Tuesday, January 25, 2011

Raz This


The Razzie Award nominations were announced on Monday, the predecessor of the Oscar announcements Tuesday morning.

Not to take these mock awards as prestigious honours, but isn't it funny how in nearly every category and nearly every movie nominated is a film that falls under that ridiculous label of "chick flick"?

It's almost as if movies aimed at women are treated as oddities without significance and without the same clout as "regular" movies. You know, the real movies. Those real movies that are always good, without a doubt, because they star dudes and shit. Like Grown Ups. And Due Date. And It's Kind of a Funny Story. And Jonah Hex. The real Oscar contenders.

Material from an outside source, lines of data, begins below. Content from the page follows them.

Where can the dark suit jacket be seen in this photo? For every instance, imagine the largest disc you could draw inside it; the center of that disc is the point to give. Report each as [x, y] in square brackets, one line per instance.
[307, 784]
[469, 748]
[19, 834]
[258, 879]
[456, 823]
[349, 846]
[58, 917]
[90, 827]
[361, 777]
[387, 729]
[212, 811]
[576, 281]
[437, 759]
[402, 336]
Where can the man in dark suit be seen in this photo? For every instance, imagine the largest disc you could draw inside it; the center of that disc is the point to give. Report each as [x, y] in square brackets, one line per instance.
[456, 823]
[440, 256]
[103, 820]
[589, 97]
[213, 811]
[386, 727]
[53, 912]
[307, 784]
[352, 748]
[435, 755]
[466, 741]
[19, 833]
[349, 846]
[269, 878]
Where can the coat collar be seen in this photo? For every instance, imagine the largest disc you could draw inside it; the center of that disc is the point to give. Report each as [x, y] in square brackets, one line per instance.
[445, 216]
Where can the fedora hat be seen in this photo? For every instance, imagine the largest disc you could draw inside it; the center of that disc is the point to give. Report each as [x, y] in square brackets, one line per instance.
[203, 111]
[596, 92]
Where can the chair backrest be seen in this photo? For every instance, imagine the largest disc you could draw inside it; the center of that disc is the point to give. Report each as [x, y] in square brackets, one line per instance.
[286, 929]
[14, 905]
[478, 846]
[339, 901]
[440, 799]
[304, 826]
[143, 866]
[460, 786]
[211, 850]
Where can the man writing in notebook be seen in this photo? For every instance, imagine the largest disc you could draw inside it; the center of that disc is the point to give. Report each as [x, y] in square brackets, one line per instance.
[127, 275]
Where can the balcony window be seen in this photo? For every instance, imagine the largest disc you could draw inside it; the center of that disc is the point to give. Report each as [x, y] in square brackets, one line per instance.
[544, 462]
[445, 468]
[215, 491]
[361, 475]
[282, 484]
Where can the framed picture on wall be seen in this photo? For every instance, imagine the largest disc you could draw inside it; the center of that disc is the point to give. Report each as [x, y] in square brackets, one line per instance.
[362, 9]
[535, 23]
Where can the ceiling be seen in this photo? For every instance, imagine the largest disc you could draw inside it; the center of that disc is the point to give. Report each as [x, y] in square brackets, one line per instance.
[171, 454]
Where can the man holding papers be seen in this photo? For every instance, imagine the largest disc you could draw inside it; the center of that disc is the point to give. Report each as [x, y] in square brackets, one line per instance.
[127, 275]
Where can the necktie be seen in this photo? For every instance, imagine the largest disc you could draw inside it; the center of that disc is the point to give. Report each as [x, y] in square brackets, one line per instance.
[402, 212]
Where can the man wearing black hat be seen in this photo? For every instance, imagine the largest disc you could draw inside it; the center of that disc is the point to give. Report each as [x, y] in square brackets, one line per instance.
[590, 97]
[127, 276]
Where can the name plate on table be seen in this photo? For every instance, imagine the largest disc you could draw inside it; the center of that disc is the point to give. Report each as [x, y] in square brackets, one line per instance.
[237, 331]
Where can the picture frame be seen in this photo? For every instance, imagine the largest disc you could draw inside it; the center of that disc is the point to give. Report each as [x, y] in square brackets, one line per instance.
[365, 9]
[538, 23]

Because if a movie is aimed at women, it's got to be bad. Teenage girls read Twilight. What do they know? Who cares if it is perhaps the singular mainstream franchise that is aimed at/for teenage girls that does not involve Justin Bieber, and therefore, no matter how bad the source material is (see Reasoning With Vampires or Cleolinda for this) the passionate and financial endorsement of this series may be in part due to the fact that there is nothing else available.

If you're given stale bread, while your male counterparts ages 13-29 are given a full-course buffet with varieties of filet mignon, French cheese and rosemary olive oil croissants, you're going to love that stale bread, damn it. That stale bread is yours and yours alone. Sure, sure, you'll try to steal a bite or two, maybe even enjoy a glass of wine from the table labeled Die Hard but you know it wasn't made for you.

Hate chick flicks? Hate Twilight? Hate Sex and the City and Katherine Heigl?

Then demand wine and meat and brie cheeses. Demand something other than stale bread. And if you are one of those who believes that all chick flicks suck, no matter what, consider the source and count yourself lucky. Because you must be one of those who already ate from the buffet table.